2 Stanford Parser (20 points)

Download and run the Stanford Parser using the PCFG (not dependency parser) on the training files for HW1. We will provide several files from the training data that you should use for this part of the assignment.

A. Select two sentences where the parse returned is incorrect. One of your choices can be when the parser entirely fails (produces no output), but one should be where a parse is produced, but you donít think it is a good one. In each case explain why the parser failed and what should have been produced. Note: as a comparison point, you might try your own grammar on the same files, though no need to submit this. (10 points)

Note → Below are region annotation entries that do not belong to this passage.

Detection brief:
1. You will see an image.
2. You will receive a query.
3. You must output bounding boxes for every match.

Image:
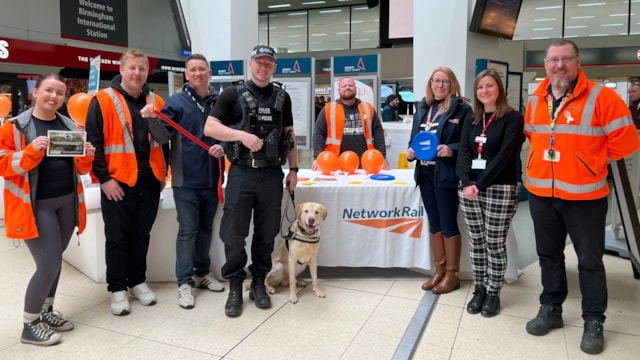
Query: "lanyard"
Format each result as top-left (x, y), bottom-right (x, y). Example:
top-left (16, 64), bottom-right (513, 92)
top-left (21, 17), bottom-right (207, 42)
top-left (546, 90), bottom-right (571, 158)
top-left (478, 111), bottom-right (498, 156)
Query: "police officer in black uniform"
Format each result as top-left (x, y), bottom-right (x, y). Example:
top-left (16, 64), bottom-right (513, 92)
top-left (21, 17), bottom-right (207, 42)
top-left (204, 45), bottom-right (298, 316)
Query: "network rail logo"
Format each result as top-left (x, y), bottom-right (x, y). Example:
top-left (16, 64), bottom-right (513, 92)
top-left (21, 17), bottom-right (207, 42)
top-left (342, 206), bottom-right (424, 239)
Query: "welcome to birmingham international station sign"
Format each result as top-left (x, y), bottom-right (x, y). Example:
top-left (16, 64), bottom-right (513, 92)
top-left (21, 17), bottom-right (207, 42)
top-left (60, 0), bottom-right (129, 47)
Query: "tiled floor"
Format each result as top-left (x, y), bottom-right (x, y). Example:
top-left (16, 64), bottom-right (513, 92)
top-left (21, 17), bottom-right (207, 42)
top-left (0, 203), bottom-right (640, 360)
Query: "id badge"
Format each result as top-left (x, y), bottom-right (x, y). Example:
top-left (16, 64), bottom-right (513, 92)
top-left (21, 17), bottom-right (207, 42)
top-left (543, 149), bottom-right (560, 162)
top-left (471, 159), bottom-right (487, 170)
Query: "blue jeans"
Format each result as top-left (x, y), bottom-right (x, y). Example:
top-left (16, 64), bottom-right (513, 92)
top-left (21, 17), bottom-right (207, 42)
top-left (173, 188), bottom-right (218, 287)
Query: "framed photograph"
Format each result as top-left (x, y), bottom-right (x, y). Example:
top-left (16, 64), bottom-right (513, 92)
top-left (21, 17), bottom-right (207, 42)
top-left (47, 130), bottom-right (87, 156)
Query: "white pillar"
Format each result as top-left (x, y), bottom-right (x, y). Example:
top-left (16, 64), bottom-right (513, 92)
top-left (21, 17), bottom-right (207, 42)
top-left (182, 0), bottom-right (258, 61)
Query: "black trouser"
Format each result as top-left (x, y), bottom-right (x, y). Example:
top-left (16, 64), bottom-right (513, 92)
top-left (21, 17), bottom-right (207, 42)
top-left (100, 179), bottom-right (160, 292)
top-left (220, 164), bottom-right (284, 281)
top-left (529, 194), bottom-right (607, 321)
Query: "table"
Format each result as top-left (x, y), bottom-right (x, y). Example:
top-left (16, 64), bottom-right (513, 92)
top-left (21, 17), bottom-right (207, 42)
top-left (58, 169), bottom-right (518, 282)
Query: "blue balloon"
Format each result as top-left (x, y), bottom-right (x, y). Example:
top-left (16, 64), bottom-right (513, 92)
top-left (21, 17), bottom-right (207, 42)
top-left (411, 131), bottom-right (440, 161)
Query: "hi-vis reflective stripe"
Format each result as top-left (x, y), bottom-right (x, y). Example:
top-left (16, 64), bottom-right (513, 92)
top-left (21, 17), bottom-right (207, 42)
top-left (358, 102), bottom-right (373, 145)
top-left (325, 103), bottom-right (340, 146)
top-left (325, 102), bottom-right (373, 146)
top-left (11, 125), bottom-right (29, 174)
top-left (104, 87), bottom-right (135, 155)
top-left (527, 178), bottom-right (607, 194)
top-left (4, 176), bottom-right (31, 204)
top-left (524, 84), bottom-right (633, 136)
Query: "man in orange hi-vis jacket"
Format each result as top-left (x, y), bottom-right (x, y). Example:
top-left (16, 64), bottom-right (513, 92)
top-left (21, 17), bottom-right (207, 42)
top-left (524, 39), bottom-right (640, 354)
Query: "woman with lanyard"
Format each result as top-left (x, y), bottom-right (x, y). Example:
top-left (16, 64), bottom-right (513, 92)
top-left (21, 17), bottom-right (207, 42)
top-left (406, 67), bottom-right (472, 294)
top-left (0, 73), bottom-right (96, 346)
top-left (456, 69), bottom-right (524, 317)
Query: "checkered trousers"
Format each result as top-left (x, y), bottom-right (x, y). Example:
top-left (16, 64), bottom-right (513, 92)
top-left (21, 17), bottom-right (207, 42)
top-left (458, 184), bottom-right (518, 296)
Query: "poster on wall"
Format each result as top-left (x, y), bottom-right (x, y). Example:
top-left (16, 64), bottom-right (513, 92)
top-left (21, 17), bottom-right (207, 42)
top-left (277, 78), bottom-right (311, 149)
top-left (60, 0), bottom-right (129, 47)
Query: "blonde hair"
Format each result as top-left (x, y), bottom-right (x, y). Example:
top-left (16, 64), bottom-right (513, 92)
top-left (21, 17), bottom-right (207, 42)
top-left (425, 66), bottom-right (461, 115)
top-left (120, 48), bottom-right (149, 70)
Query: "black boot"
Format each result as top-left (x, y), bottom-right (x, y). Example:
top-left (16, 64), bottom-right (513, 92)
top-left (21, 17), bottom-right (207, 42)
top-left (249, 276), bottom-right (271, 309)
top-left (467, 285), bottom-right (487, 314)
top-left (224, 280), bottom-right (242, 316)
top-left (480, 295), bottom-right (500, 317)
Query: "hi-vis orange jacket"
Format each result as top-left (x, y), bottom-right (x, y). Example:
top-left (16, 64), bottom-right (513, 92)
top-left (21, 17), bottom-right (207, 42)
top-left (96, 87), bottom-right (167, 186)
top-left (0, 108), bottom-right (93, 240)
top-left (324, 102), bottom-right (375, 156)
top-left (524, 70), bottom-right (640, 200)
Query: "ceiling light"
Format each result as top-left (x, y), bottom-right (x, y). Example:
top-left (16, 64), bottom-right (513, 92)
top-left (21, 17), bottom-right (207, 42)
top-left (267, 4), bottom-right (291, 9)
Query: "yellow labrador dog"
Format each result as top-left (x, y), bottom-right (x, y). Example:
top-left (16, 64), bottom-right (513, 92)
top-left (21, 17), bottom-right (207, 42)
top-left (264, 202), bottom-right (327, 304)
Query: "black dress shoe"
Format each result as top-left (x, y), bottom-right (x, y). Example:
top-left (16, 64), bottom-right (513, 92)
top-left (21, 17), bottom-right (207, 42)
top-left (249, 277), bottom-right (271, 309)
top-left (224, 282), bottom-right (242, 317)
top-left (480, 295), bottom-right (500, 317)
top-left (467, 285), bottom-right (487, 314)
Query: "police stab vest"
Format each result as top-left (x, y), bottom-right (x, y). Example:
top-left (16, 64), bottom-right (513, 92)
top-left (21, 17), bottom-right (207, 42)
top-left (227, 81), bottom-right (286, 161)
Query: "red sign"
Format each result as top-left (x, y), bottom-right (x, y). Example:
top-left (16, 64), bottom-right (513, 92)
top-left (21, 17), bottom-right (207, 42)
top-left (0, 37), bottom-right (160, 74)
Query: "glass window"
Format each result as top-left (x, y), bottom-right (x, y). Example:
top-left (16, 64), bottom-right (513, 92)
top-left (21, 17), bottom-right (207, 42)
top-left (351, 6), bottom-right (380, 49)
top-left (309, 7), bottom-right (351, 51)
top-left (269, 11), bottom-right (307, 53)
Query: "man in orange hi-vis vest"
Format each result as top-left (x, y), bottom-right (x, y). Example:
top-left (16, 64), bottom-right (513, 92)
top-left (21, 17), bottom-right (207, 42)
top-left (87, 49), bottom-right (168, 315)
top-left (311, 77), bottom-right (390, 170)
top-left (524, 39), bottom-right (640, 354)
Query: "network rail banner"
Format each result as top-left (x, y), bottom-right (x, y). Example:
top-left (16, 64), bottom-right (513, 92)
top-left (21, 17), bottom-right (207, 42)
top-left (60, 0), bottom-right (129, 46)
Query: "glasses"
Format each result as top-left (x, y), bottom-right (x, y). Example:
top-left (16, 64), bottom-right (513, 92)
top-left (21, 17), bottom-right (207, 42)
top-left (544, 55), bottom-right (578, 65)
top-left (431, 79), bottom-right (451, 86)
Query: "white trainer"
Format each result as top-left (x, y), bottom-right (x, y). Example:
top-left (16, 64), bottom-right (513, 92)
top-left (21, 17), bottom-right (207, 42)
top-left (195, 273), bottom-right (224, 292)
top-left (178, 283), bottom-right (195, 309)
top-left (131, 283), bottom-right (157, 306)
top-left (111, 290), bottom-right (131, 316)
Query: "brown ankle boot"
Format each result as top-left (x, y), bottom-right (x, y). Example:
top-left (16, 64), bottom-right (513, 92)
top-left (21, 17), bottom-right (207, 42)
top-left (431, 235), bottom-right (460, 294)
top-left (422, 231), bottom-right (445, 290)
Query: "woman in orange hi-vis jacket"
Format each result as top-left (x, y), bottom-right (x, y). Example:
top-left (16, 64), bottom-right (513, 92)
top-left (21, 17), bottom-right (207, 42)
top-left (0, 73), bottom-right (95, 345)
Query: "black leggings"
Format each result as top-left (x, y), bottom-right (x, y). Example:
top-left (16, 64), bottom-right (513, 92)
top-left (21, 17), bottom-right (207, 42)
top-left (24, 193), bottom-right (76, 314)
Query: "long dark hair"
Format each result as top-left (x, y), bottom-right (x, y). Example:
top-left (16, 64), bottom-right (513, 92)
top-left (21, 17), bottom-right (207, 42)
top-left (473, 69), bottom-right (513, 124)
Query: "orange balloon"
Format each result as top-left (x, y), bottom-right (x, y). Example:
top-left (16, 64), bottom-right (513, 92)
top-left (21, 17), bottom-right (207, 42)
top-left (0, 94), bottom-right (11, 117)
top-left (338, 151), bottom-right (360, 174)
top-left (67, 93), bottom-right (93, 126)
top-left (362, 149), bottom-right (384, 174)
top-left (316, 151), bottom-right (340, 175)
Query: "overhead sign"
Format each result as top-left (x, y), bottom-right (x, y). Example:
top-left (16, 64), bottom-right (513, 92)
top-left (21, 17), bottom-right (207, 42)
top-left (60, 0), bottom-right (129, 46)
top-left (0, 37), bottom-right (185, 74)
top-left (333, 55), bottom-right (378, 74)
top-left (209, 60), bottom-right (244, 76)
top-left (274, 58), bottom-right (311, 76)
top-left (87, 55), bottom-right (100, 95)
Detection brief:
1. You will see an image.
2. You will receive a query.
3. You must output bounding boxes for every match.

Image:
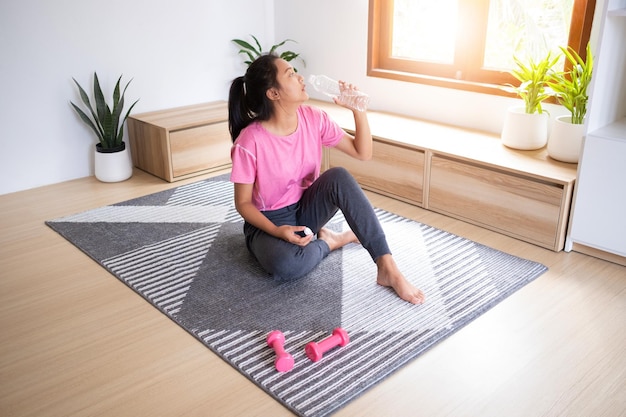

B. Show how you could modify your HW1 QA system to use the results of the Stanford parser. Do this by selecting two patterns that you created for HW1 and show how you would modify them to use features of the parse. Explain why the new patterns would result in a better QA system. (10 points)

3 Statistical and Lexical Dependency Grammar (20 points)

A. [10 points] Suppose you use the output of your parser on Where the Wild Things Are as a Treebank. Show how you would compute the probabilities, and what they are, for the rules for VP and the rules for NP.

B. [10 points] You will find that your CFG often generates multiple parses for a sentence. This can happen when itís ambiguous for attachment of the PP or when the scope of conjunction is ambiguous (and for other constructions too). Consider the following cases: sentence 18 where "of all wild things" could modify "king" or "made"; sentence 6 where "to bed" could be an argument of the verb or it could be a modifier of the verb; sentence 10 where "for Max" could modify either "boat" or "tumbled by". Sentence 12 where "to the land" could modify "day" or "sailed off" and "of the wild things" could modify "land," "day," or "sailed off". You cannot use your parser output in this case to compute probabilities to do disambiguation. Why not? You will be given access to the Penn Treebank in our class account. Describe what you would need to count, how your rules would be formulated and how you would use them in a probabilistic lexicalized framework in order to do disambiguation in these cases (note: a rough description will do. You do not need to describe a probabilistic version of CKY). Show the counts for disambiguating whether "to a land" attaches to "sailed off" or "day".

UPDATE: The PennTreebank can be found in /home/cs4705/corpora/penntreebank/parsed/wsj/

You will see multiple sections (00,01,02,03,04,05). In each section there are individual reports that have been parsed by hand. These are what you would use to compute counts.

4 Academic Integrity

Copying or paraphrasing someone's work (code included), or permitting your own work to be copied or paraphrased, even if only in part, is not allowed, and will result in an automatic grade of 0 for the entire assignment or exam in which the copying or paraphrasing was done. Your grade should reflect your own work. If you believe you are going to have trouble completing an assignment, please talk to the instructor or TA in advance of the due date.